Mr PICTON: Well, that you are disallowing the regulations.

Ms REDMOND: Point of order, Deputy Speaker. The member for Kaurna is alleging that I asserted that I wanted to remove all regulation on solaria in South Australia. I have never said that. My motion is to disallow the currently proposed regulation. If the member for Kaurna cannot actually understand what it is that I am moving then I wonder why he is making a contribution at all.

The DEPUTY SPEAKER: Yes; we are not sure what point of order you are raising.

Mr Gardner: 137.

The DEPUTY SPEAKER: 137; we are still not sure it is a point of order, but we will draw the member for Kaurna back to the debate and ask him to be careful.

Mr PICTON: Absolutely, Deputy Speaker. There are regulations that this government has put in place to ban sunbeds in South Australia. The member for Heysen is coming in saying, 'Let's get rid of those regulations.' I do not understand how it could be any different from that. You are saying that we should remove those regulations that ban sunbeds.

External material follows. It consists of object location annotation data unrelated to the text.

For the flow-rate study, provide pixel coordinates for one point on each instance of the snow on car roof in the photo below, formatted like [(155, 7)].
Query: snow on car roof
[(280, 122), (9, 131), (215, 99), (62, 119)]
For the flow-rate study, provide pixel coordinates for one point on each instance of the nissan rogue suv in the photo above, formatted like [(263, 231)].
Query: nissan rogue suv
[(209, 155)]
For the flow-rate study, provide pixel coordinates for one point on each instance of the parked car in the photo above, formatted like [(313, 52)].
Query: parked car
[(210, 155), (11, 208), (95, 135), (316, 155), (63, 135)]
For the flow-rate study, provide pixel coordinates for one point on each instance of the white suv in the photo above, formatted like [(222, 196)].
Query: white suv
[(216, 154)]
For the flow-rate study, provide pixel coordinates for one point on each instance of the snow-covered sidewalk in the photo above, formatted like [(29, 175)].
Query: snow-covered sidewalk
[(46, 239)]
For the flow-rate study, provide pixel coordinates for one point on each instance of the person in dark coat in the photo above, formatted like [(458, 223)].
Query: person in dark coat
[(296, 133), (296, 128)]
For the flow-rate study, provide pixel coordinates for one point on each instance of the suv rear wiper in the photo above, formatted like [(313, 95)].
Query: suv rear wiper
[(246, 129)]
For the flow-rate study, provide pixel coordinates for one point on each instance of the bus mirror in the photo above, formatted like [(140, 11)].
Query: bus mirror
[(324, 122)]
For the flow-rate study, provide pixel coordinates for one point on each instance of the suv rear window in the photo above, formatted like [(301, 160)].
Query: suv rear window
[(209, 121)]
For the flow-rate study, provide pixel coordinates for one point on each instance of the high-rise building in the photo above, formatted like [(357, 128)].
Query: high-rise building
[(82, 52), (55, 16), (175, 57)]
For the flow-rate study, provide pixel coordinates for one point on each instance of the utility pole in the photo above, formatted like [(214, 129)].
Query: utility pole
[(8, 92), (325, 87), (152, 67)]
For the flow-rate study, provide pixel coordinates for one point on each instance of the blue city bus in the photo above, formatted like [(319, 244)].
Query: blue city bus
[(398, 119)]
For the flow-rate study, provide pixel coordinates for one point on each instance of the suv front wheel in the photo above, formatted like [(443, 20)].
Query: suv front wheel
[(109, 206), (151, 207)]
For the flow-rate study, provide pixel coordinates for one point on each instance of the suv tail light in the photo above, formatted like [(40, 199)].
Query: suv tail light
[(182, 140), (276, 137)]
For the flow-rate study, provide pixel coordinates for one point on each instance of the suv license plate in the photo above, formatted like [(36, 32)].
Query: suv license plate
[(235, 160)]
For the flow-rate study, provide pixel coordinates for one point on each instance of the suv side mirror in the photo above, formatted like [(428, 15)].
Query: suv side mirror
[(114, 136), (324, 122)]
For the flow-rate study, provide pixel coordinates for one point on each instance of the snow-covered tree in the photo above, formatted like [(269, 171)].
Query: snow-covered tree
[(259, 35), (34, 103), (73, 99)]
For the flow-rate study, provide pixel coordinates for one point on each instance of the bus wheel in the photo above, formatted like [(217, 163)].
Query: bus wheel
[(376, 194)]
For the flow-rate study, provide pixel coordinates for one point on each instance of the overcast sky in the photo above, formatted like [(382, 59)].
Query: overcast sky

Mr Gardner: The Deputy Speaker is not saying that, Chris.

The DEPUTY SPEAKER: We are just asking that there be no interjections. That is what I am asking, so if we could just listen to the member for Kaurna we can get some rulings.

Mr PICTON: Well, let us look at the evidence. The evidence says that the risk of melanoma increases by 75 per cent if the use of tanning devices starts before the age of 30. Research also indicates that the use of solaria increases the risk of health effects on users. Overexposure to UV radiation serves a central role not only in the development of skin cancer but also in eye conditions and suppression of the immune system; so, we have a device that is enormously damaging to the people who use it, particularly young people. One in six melanomas in Australian young people aged 18 to 29 years would be prevented if solariums were shut down. This is a regulation that will save lives in South Australia.

We only have to look at the evidence from other states to see that it is not just this government and not just this state that is moving in this direction, but Labor and Liberal governments across the nation are moving in this direction. In February 2012, the New South Wales government announced it would ban commercial solaria from 31 December 2014. On 13 December 2012, the Victorian government announced it would ban commercial solaria from 31 December 2014. In October 2013, the Queensland government announced a ban on commercial solaria effective 1 January 2014.

So, it is not just Labor, it is not just South Australia, it is states across the country and it is Labor and Liberal who are moving on this, just not the member for Heysen. The member for Heysen says this is all a matter of regulation, it is all a matter of process that she has brought this matter to debate. I completely object to that. I think that this is really part of her libertarian agenda that she wants to bring to this place. She is anti regulation and anti good regulations like these that can have a positive effect on the health of South Australians.

Members interjecting:

The DEPUTY SPEAKER: Order! One speaker only, thank you.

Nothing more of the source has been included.